Date | May 2016 | Marks available | 2 | Reference code | 16M.3.SL.TZ0.10 |
Level | Standard level | Paper | Paper 3 | Time zone | Time zone 0 |
Command term | Calculate | Question number | 10 | Adapted from | N/A |
Question
An astronomical telescope is used in normal adjustment. The separation of the lenses in the telescope is 0.84m. The objective lens has a focal length of 0.82m.
Calculate the magnification of this telescope.

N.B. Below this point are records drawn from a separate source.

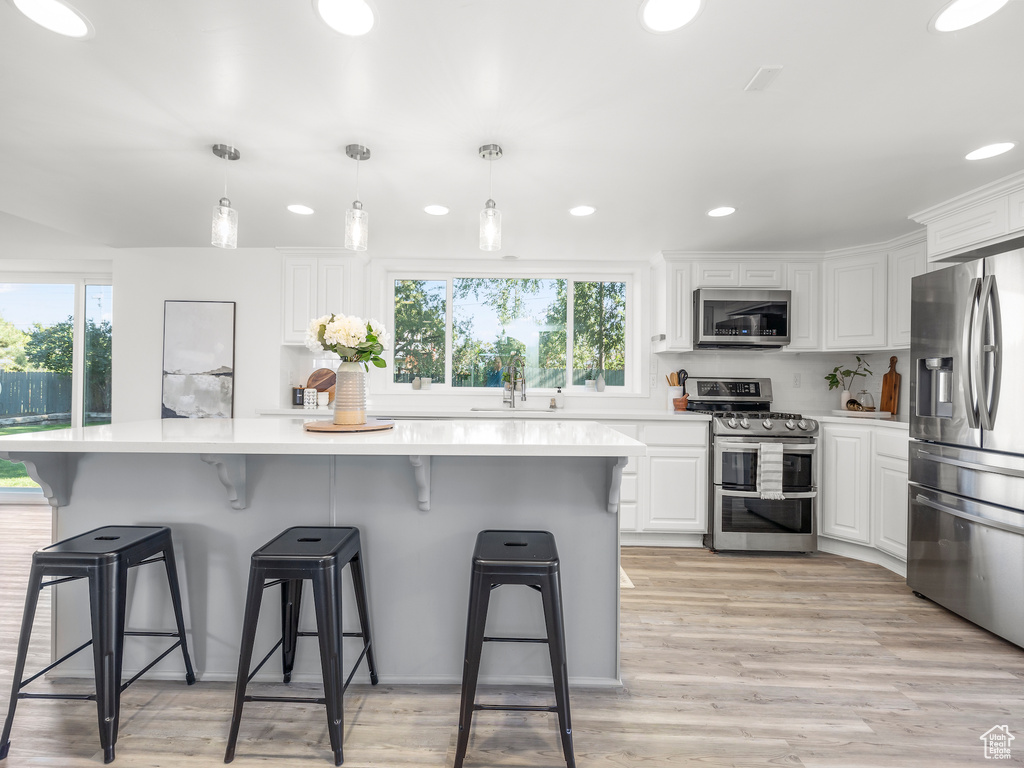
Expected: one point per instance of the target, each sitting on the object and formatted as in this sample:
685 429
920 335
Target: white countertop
286 436
545 414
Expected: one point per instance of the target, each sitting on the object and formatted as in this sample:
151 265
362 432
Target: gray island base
419 495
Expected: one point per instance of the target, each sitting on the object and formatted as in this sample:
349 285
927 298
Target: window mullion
78 357
569 291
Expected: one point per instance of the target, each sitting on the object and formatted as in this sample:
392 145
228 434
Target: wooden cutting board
890 388
323 380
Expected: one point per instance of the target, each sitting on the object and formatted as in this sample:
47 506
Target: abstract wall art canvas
199 359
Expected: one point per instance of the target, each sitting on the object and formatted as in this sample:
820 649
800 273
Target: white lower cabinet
678 500
864 486
846 480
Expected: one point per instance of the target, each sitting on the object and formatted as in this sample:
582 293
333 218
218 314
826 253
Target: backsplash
812 394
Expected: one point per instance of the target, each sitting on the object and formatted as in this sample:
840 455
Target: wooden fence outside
34 393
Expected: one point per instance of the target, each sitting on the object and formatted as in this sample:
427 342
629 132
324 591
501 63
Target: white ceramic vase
350 394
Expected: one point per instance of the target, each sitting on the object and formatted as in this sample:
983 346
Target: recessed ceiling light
352 17
962 13
668 15
989 152
57 16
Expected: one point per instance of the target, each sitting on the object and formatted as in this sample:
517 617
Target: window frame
631 273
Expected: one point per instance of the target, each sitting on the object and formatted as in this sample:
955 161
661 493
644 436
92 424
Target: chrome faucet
516 372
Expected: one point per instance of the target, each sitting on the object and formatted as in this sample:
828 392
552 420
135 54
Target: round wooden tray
373 425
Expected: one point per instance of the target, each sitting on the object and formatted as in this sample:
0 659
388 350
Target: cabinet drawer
676 434
892 442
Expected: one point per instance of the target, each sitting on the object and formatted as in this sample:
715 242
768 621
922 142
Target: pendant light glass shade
356 227
356 220
491 227
224 232
491 217
225 225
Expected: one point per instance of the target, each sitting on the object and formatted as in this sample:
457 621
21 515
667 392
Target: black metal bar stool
103 556
318 554
526 557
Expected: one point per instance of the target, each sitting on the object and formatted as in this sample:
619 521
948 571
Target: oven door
742 520
736 463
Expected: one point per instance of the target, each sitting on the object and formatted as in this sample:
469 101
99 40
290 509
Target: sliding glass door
55 340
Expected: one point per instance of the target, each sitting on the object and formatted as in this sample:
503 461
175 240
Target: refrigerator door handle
989 343
968 347
965 515
970 465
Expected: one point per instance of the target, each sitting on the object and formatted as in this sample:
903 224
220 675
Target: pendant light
491 217
225 218
356 220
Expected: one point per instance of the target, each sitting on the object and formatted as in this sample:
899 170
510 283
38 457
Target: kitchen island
419 494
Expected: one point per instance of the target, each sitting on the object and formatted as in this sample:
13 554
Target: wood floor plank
727 660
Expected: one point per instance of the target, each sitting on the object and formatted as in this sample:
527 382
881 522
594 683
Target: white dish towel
770 470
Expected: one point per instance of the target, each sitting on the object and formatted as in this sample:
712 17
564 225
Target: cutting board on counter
890 388
323 380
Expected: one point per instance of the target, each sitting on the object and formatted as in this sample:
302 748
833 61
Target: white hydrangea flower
346 331
380 332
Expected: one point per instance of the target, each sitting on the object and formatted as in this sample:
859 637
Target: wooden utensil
323 380
890 389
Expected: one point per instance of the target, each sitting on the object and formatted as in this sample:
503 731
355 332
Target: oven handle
753 448
756 495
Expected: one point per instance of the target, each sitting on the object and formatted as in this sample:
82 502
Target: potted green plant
844 378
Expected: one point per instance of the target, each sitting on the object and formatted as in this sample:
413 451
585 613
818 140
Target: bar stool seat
524 557
103 556
318 554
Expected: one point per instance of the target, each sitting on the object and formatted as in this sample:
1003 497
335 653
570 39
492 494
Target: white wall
143 279
812 395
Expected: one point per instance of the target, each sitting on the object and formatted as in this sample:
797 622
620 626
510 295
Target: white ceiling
109 139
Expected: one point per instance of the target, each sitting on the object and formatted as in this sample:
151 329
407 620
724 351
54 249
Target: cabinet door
804 282
971 226
761 274
679 307
678 498
716 274
846 483
299 305
855 302
889 485
331 284
904 263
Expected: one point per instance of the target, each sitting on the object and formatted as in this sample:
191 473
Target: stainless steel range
763 468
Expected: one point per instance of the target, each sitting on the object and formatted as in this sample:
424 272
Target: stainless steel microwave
740 318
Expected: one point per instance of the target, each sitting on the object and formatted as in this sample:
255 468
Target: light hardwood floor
727 660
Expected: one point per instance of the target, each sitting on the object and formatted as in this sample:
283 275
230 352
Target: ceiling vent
763 78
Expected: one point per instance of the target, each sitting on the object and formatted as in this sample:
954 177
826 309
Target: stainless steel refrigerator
966 538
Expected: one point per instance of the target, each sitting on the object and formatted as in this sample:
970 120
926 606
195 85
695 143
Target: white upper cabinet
855 302
720 273
981 217
313 286
804 281
904 263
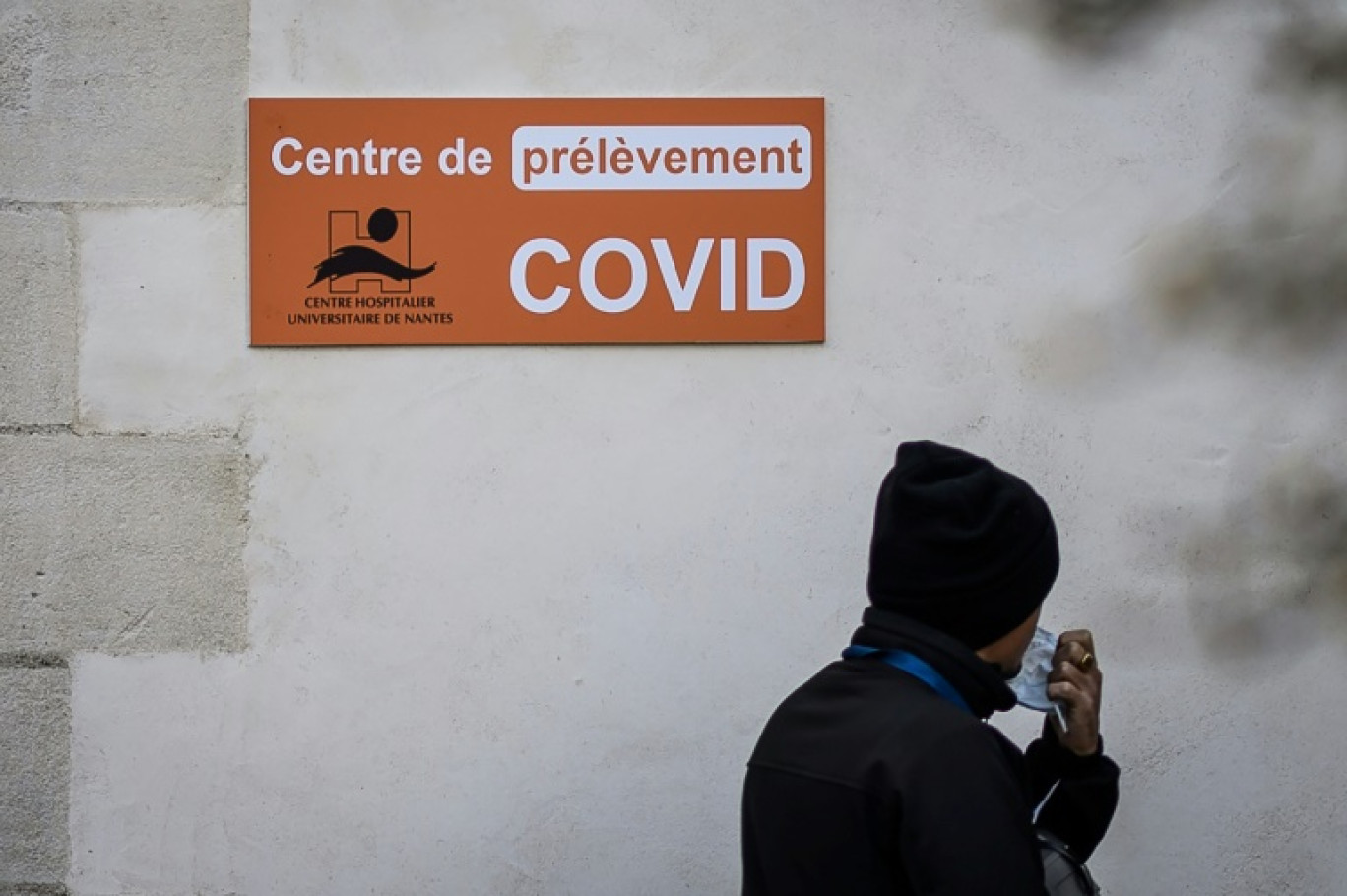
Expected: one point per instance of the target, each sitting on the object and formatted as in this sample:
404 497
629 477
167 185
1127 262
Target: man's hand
1075 683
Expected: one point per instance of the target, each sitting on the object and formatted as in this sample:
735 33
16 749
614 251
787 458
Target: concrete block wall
507 621
123 499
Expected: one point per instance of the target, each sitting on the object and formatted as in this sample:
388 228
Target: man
879 775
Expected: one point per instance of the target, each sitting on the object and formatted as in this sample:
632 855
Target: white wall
517 613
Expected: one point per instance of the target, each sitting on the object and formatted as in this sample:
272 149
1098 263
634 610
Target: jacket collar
978 680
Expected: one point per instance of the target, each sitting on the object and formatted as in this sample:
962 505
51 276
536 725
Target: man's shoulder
859 724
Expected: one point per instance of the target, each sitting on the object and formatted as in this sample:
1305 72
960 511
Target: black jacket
866 782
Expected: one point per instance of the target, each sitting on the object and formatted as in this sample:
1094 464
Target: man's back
867 782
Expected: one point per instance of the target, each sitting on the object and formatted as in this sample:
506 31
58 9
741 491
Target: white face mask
1031 684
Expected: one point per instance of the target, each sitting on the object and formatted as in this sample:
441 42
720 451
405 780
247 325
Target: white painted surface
519 613
164 340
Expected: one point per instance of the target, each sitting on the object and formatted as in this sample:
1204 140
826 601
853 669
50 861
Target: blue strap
916 668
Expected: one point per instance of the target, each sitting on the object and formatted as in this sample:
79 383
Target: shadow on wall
1270 273
1270 576
1274 270
1263 269
1097 28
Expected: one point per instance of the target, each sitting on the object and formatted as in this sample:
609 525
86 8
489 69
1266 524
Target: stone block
123 544
123 99
164 333
33 776
37 307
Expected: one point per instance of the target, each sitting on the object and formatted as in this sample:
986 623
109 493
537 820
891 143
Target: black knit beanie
959 544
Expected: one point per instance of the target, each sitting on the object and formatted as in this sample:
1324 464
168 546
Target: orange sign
535 222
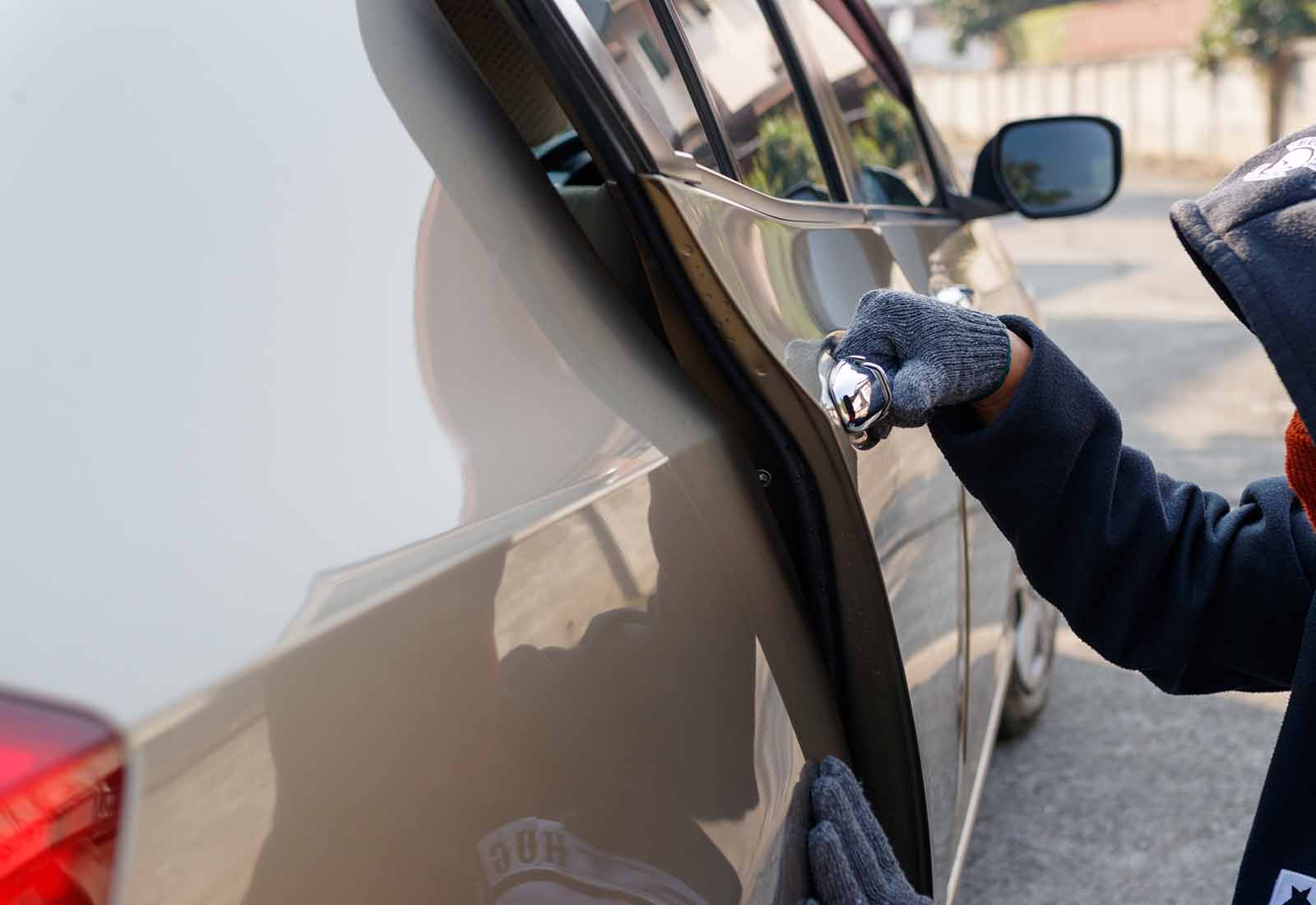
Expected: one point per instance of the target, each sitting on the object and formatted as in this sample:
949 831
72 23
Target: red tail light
61 786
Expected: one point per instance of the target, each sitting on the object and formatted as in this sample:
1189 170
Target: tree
786 155
1260 30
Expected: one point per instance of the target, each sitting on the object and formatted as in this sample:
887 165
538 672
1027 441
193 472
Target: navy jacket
1160 575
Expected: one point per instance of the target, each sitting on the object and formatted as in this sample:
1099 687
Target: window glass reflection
881 128
754 96
636 41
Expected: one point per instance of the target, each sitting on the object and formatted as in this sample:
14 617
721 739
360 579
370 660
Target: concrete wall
1166 107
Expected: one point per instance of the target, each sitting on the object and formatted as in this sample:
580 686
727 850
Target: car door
781 257
899 165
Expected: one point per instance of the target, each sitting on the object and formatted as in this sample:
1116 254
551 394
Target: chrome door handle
960 296
861 397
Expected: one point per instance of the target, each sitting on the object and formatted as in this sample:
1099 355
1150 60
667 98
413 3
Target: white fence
1166 107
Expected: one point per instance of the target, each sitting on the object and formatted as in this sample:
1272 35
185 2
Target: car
427 474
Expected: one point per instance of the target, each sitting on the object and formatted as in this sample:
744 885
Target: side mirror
1052 167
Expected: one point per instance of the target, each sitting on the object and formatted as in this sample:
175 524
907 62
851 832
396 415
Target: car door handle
861 397
960 296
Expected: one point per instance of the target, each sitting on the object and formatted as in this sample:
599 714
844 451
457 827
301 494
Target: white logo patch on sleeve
1293 889
1302 155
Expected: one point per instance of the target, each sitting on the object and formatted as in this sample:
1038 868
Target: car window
881 128
753 94
636 41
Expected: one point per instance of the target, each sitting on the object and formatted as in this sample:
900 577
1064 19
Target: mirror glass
1056 167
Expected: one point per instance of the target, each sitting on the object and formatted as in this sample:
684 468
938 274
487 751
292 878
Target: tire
1032 662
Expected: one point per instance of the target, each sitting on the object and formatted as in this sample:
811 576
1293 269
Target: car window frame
835 116
697 85
651 151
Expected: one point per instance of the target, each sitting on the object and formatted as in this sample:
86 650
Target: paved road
1123 793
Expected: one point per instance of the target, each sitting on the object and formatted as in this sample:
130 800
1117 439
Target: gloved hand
849 854
934 353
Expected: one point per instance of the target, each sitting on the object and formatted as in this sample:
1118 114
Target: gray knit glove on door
849 856
934 353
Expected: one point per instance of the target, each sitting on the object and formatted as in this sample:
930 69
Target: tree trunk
1278 72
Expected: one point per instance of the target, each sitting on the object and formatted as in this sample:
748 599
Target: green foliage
886 134
786 155
1254 29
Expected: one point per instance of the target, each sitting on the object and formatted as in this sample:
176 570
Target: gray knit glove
849 854
934 353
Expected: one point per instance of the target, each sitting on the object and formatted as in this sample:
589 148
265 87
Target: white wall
1166 107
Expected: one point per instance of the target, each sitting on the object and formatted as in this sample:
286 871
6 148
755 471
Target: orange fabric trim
1300 465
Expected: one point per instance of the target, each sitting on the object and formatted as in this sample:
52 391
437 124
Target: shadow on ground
1120 793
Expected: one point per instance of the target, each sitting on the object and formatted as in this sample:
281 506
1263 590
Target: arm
1156 573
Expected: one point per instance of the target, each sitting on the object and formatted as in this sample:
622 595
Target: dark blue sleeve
1155 573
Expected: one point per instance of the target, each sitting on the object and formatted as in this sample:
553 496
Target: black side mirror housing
1059 166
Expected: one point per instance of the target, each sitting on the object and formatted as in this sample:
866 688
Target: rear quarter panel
359 500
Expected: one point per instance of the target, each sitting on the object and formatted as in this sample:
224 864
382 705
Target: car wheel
1032 662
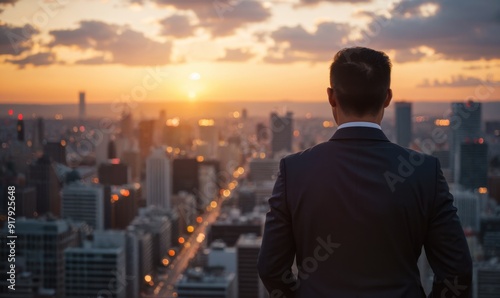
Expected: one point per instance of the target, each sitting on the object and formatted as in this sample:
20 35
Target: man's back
356 211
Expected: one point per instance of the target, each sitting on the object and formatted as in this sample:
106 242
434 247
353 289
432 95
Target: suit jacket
354 213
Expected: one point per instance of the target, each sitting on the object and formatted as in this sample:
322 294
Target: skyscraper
473 164
249 284
81 96
158 179
282 132
465 125
84 202
403 123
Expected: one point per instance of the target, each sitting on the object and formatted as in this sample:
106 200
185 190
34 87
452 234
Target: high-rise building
43 177
113 173
84 202
94 271
468 208
465 125
249 283
158 179
41 244
403 123
211 282
20 128
473 164
81 97
209 134
146 137
282 133
263 169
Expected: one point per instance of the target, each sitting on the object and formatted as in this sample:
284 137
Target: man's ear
331 97
387 101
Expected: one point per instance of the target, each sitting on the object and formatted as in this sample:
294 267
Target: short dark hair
360 78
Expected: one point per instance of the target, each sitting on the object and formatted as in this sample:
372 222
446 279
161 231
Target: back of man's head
360 78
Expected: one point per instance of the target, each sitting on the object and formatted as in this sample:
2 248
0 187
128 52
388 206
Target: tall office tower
229 230
473 164
263 169
84 202
93 271
209 134
40 244
468 208
490 236
249 284
113 173
112 149
56 151
158 180
43 177
81 106
39 133
155 221
210 282
185 175
485 279
465 125
403 124
20 128
282 133
146 133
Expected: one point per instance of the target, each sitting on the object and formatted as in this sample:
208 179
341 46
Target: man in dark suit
354 212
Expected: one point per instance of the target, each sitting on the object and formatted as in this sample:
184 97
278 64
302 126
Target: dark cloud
237 55
295 43
458 81
124 45
40 59
16 40
458 29
177 26
220 17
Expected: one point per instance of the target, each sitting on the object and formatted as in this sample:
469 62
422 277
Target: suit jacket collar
366 133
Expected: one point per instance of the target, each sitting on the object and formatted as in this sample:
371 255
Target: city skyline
241 50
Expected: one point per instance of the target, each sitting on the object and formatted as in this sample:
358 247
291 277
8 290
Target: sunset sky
245 50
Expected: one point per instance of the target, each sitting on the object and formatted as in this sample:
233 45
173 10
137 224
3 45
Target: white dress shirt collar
359 124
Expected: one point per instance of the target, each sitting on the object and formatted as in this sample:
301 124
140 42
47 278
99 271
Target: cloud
296 44
237 55
220 17
177 26
16 40
315 2
458 81
40 59
454 30
124 45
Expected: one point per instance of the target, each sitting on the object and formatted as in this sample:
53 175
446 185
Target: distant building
249 283
95 272
403 123
41 243
81 112
211 282
282 133
465 125
263 169
158 180
84 202
43 177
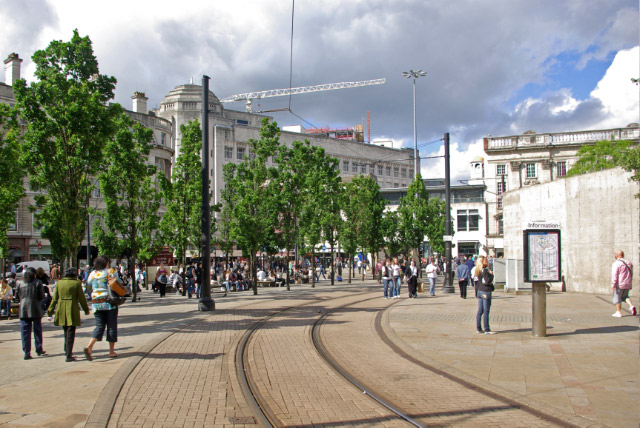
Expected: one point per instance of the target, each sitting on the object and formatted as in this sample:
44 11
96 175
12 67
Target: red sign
164 257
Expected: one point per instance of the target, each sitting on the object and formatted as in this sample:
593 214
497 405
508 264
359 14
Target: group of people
64 307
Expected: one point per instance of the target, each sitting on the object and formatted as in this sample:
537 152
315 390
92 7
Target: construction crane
249 96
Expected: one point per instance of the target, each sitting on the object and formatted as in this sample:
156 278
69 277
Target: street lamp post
414 74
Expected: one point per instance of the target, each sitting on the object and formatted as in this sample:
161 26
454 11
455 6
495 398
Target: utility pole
448 275
205 303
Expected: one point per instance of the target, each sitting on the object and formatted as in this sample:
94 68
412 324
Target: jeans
484 307
25 333
69 338
463 288
432 286
388 287
6 304
106 319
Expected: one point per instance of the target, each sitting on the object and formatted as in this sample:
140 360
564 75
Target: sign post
542 255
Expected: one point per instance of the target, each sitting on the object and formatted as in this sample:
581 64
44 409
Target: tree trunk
254 273
287 268
313 268
332 266
134 288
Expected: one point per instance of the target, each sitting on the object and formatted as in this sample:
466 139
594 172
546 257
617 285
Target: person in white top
397 279
432 275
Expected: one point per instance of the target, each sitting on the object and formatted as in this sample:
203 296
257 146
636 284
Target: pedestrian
6 295
485 288
412 282
68 297
106 314
462 272
387 278
30 292
621 276
432 276
397 279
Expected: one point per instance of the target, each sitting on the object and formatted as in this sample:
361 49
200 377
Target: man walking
621 276
462 272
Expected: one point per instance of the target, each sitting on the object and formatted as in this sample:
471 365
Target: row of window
530 167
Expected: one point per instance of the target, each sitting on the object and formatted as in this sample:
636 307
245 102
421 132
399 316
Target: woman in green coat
68 296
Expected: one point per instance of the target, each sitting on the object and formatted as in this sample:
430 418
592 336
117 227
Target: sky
498 67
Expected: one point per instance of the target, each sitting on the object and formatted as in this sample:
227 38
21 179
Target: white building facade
519 161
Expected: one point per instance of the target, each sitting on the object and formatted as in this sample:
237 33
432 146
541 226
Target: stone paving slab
588 365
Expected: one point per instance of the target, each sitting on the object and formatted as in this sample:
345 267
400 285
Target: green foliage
181 224
414 215
129 187
11 174
68 125
602 155
254 198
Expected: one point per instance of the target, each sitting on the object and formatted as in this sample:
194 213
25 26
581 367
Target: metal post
539 310
448 276
416 160
205 303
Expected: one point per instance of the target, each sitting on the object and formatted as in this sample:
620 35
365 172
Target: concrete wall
598 214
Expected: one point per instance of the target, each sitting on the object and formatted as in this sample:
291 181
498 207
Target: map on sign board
543 255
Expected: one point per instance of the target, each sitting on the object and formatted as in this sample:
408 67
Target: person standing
432 275
31 294
387 278
484 290
621 276
397 279
68 297
412 282
106 314
6 295
462 272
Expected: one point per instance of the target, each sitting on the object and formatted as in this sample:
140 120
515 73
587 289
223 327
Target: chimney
12 69
140 102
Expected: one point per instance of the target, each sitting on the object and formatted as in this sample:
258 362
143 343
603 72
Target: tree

Outline why sign convention is necessary in optics.
A student decides to reverse the positions of the same lenses without changing the separation to form an optical microscope in normal adjustment. The student’s near point is 0.25 m from her eye.
(i) Show, using a calculation, that the image formed by the objective lens is about 0.19 m from the eyepiece.
(ii) Calculate the distance between the objective lens of the microscope and the object.
(iii) Determine the overall magnification of the microscope.
Markscheme
Fo+fe=84 so fe=84-82=2cm
\( \ll M = \frac{{{f_{\rm{O}}}}}{{{f_{\rm{e}}}}} = \frac{{82}}{2} = \gg 41\)
a sign convention is a way to distinguish between real and virtual objects or images or converging and diverging lenses
(i) image will be virtual v=–25 cm
\(\frac{1}{u} = \frac{1}{{82}} + \frac{1}{{25}}\)
«=19cm or 0.19m»
Award [1 max] if v = +25 cm used to give u = –36 cm.
(ii) image will be real v=84-19=65cm
\( \ll \frac{1}{u} = \frac{1}{2} - \frac{1}{{65}} \gg \) so u=2.1cm
(iii) \({M_e} = \ll \frac{D}{{{f_{\rm{e}}}}} + 1 = \frac{{25}}{{82}} + 1 = \gg 1.3\) AND \({m_o} = \ll \frac{v}{{{f_{\rm{o}}}}} - 1 = \frac{{65}}{2} - 1 = \gg 31\) or 32
so \(M = \ll {M_{\rm{e}}}{m_{\rm{o}}} = 1.3 \times 31 = \gg 40\) or 41
Far point adjustment gives M = 9.3 (accept answers from interval 9.3 to 9.6), award [1 max] for full working.